Mi madre puso en la mesa cerdo al horno con salsa
de yogurt. Con lo que hubiera dado yo por una buena hamburguesa del McDonald’s
y patatas fritas.
—Savannah, baja los pies de la silla, —me
regañó, por lo que parecía la vez mil mi madre mientras Morgan reía— la vas a
ensuciar.
— ¿De qué te ríes? Tanto rosa y el mundo de
las hadas no te hace bien.
—Ya, cállense. Tú, termínate el plato y ve a
ducharte —le indicó a bicho— y tú deja de insultar a tu hermana.
—Me las piro —cogí mi plato omitiendo su
comentario.
—No has terminado de comer.
—Aprende a cocinar y algún día lo haré.
Buenas noches. —le guiñé un ojo y comencé a canturrear.
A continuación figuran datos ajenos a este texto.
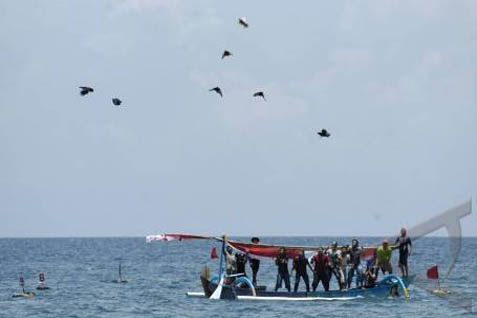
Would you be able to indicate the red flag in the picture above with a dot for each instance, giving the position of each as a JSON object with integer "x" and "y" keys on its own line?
{"x": 432, "y": 273}
{"x": 213, "y": 253}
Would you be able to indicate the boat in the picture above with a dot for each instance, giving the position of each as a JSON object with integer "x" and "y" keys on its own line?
{"x": 215, "y": 287}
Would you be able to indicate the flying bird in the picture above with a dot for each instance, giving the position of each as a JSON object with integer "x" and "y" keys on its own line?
{"x": 226, "y": 53}
{"x": 324, "y": 133}
{"x": 243, "y": 22}
{"x": 117, "y": 101}
{"x": 217, "y": 90}
{"x": 259, "y": 94}
{"x": 85, "y": 90}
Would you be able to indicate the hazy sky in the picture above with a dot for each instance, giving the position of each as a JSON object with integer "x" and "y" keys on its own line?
{"x": 395, "y": 83}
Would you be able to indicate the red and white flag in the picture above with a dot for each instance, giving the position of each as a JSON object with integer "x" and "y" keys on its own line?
{"x": 432, "y": 273}
{"x": 213, "y": 253}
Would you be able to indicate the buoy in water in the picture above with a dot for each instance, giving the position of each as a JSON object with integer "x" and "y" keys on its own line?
{"x": 24, "y": 294}
{"x": 42, "y": 282}
{"x": 120, "y": 279}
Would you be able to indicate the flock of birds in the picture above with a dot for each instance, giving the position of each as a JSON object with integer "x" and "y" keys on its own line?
{"x": 85, "y": 90}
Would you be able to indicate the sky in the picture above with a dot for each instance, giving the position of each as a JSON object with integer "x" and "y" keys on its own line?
{"x": 394, "y": 82}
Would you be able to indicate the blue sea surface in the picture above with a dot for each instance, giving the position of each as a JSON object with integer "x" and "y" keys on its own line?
{"x": 80, "y": 272}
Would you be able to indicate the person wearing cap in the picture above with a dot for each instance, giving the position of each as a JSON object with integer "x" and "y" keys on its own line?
{"x": 300, "y": 263}
{"x": 335, "y": 264}
{"x": 354, "y": 262}
{"x": 283, "y": 275}
{"x": 384, "y": 254}
{"x": 230, "y": 264}
{"x": 254, "y": 263}
{"x": 404, "y": 245}
{"x": 320, "y": 263}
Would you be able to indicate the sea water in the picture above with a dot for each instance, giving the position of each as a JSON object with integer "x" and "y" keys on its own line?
{"x": 80, "y": 272}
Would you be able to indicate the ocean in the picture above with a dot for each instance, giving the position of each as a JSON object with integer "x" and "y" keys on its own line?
{"x": 80, "y": 272}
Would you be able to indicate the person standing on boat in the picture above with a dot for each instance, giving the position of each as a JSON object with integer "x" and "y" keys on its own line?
{"x": 320, "y": 271}
{"x": 240, "y": 261}
{"x": 230, "y": 264}
{"x": 254, "y": 263}
{"x": 300, "y": 263}
{"x": 335, "y": 263}
{"x": 282, "y": 263}
{"x": 344, "y": 261}
{"x": 384, "y": 254}
{"x": 355, "y": 261}
{"x": 405, "y": 248}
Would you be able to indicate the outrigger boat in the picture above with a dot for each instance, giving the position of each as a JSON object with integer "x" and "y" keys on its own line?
{"x": 242, "y": 288}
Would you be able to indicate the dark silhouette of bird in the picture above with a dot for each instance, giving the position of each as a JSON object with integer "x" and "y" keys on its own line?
{"x": 324, "y": 133}
{"x": 226, "y": 53}
{"x": 259, "y": 94}
{"x": 85, "y": 90}
{"x": 117, "y": 101}
{"x": 217, "y": 90}
{"x": 243, "y": 22}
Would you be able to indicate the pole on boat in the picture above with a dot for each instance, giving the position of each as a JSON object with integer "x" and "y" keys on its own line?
{"x": 221, "y": 261}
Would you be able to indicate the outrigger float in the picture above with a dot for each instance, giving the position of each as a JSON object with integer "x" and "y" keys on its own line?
{"x": 215, "y": 287}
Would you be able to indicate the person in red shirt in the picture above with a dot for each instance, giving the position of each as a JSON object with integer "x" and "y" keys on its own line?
{"x": 320, "y": 263}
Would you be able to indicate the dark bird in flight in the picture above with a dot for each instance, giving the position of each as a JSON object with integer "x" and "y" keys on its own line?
{"x": 85, "y": 90}
{"x": 324, "y": 133}
{"x": 117, "y": 101}
{"x": 217, "y": 90}
{"x": 259, "y": 94}
{"x": 226, "y": 53}
{"x": 243, "y": 22}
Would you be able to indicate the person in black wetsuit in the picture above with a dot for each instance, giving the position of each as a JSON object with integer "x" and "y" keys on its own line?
{"x": 254, "y": 263}
{"x": 240, "y": 261}
{"x": 404, "y": 244}
{"x": 321, "y": 264}
{"x": 299, "y": 266}
{"x": 282, "y": 263}
{"x": 355, "y": 261}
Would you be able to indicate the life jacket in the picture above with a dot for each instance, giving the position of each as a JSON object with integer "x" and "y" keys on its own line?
{"x": 321, "y": 262}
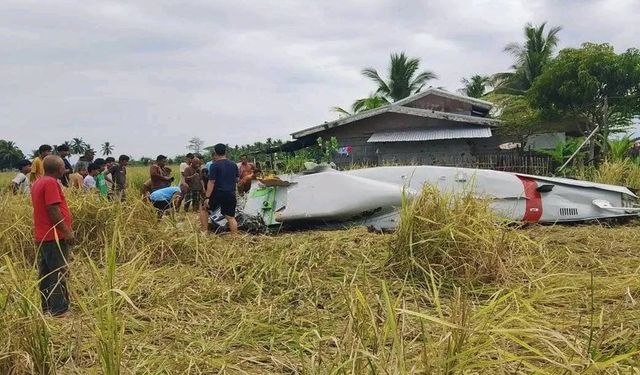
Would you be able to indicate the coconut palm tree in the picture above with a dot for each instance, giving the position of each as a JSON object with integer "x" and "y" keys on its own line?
{"x": 106, "y": 148}
{"x": 10, "y": 154}
{"x": 404, "y": 78}
{"x": 530, "y": 59}
{"x": 475, "y": 86}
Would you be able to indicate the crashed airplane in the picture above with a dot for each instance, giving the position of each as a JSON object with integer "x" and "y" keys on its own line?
{"x": 324, "y": 197}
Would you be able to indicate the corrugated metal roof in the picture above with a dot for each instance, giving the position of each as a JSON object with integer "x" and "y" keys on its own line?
{"x": 430, "y": 134}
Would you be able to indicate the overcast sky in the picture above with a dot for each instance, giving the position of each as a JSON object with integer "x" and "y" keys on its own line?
{"x": 149, "y": 75}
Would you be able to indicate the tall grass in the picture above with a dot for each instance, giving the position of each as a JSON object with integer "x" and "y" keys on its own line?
{"x": 449, "y": 293}
{"x": 454, "y": 235}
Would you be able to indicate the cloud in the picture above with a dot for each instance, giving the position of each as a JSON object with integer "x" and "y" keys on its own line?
{"x": 149, "y": 75}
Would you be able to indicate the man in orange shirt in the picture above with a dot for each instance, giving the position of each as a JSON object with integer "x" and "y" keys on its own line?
{"x": 37, "y": 169}
{"x": 53, "y": 234}
{"x": 247, "y": 174}
{"x": 160, "y": 174}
—Ésta chica... —la oí decir desde abajo.
MIÉRCOLES.
La luz me encandiló desde la ventana. Me puse la
almohada encima de la cabeza e intenté reconciliar el sueño; imposible. Era la
hora de levantarse. Era miércoles, por lo tanto, el primer día de clase. Como
siempre, sería el partido de bienvenida, el director y sus charlas, nuevos
compañeros... Siempre era divertido.
Entré al baño, me aseé y me vestí. Desgraciadamente
al colegio no me dejaban llevar plataformas o tacones que era lo que en mi
vestuario más abundaba, pero por cinco días a la semana no iba a pasarme nada.
Bajé las escaleras y vi Morgan con su falda rosa. Cogí una tostada, no tenía
tiempo para desayunar, así que guardé las llaves, móvil, bolso y andando.
Nada
más entrar al edificio del instituto oí a las animadoras mientras que más de uno se perdía entre sus faldas.
Comenzó el partido y yo aún no había encontrado a Caitlin. Pasé delante de las gradas
y vi a Theodora, alias “Theo”, y su pandilla. Dreah la surfera con los suyos y
la pobre Cinbelin con el plasta de su primo. En conclusión: asco.
— ¡Savannah! ¡Aquí! —Caitlin agitó sus brazo
para que pudiera identificarla. Sonreí y me acerqué. Ya no estaba sola.